Planned Parenthood, the state's leading practitioner of abortion, can claim full credit for the increase in recent years. Since 2011, tax-funded abortions at abortion facilities other than Planned Parenthood have actually declined by 37 percent. In the same time period, tax-funded abortions at Planned Parenthood have shot upward by a startling 197 percent.
In 2017, Planned Parenthood took in a record-high $562,728 in taxpayer money by performing a record-high 2,570 tax-funded abortions—a record-high 59 percent of all tax-funded abortions in the state. According to the Minnesota Department of Health, a record-high 44 percent of total abortions occurring in Minnesota in 2017 were publicly funded.

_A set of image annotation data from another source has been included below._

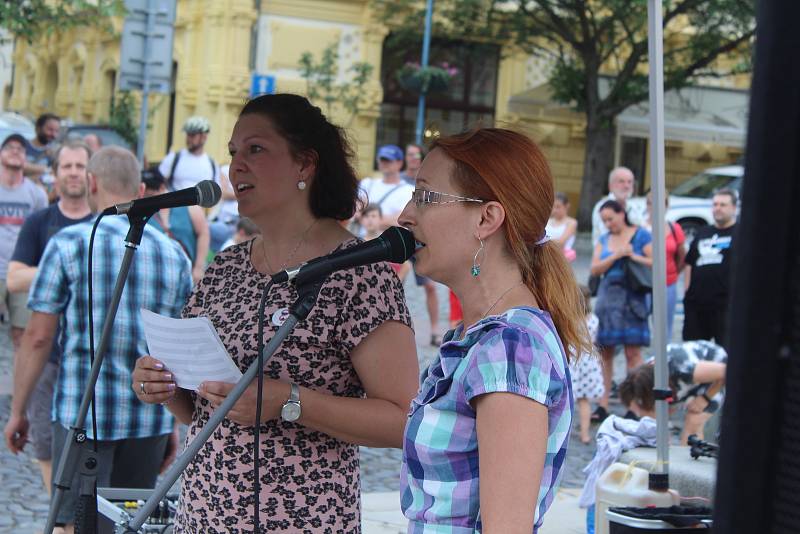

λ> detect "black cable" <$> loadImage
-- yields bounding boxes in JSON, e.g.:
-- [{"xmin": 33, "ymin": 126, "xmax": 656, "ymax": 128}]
[
  {"xmin": 87, "ymin": 213, "xmax": 103, "ymax": 453},
  {"xmin": 253, "ymin": 279, "xmax": 272, "ymax": 534}
]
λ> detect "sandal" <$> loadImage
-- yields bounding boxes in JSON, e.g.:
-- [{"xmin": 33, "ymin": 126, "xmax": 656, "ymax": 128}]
[{"xmin": 589, "ymin": 406, "xmax": 608, "ymax": 423}]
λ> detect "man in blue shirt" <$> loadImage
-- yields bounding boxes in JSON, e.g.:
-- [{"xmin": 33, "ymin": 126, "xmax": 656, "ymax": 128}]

Minnesota law prohibited public funding of elective abortions until a 1995 state Supreme Court decision (Doe v. Gomez) required such funding for pregnant women who receive state assistance. Tax-funded abortions have increased most years since then. A large body of research, including a literature review by the Guttmacher Institute (which is aligned with the abortion industry), has shown that the availability of public funding leads to more overall abortions than there would otherwise be.
"This court-mandated abortion funding is financially and ideologically beneficial to Planned Parenthood," notes Fischbach. "But it is harmful to everyone else. It's harmful to the low-income women whose circumstances are exploited. It's harmful to the helpless and vulnerable human beings whose deaths are bankrolled by the same government that is supposed to protect them. And it’s harmful to the Minnesota taxpayers who are forced to be part of it."
Polling consistently finds that most Americans oppose taxpayer funding of abortion. MCCL helped pass legislation to stop tax-funded abortion in 2011 and 2017, but both bills were vetoed by then-Gov. Mark Dayton.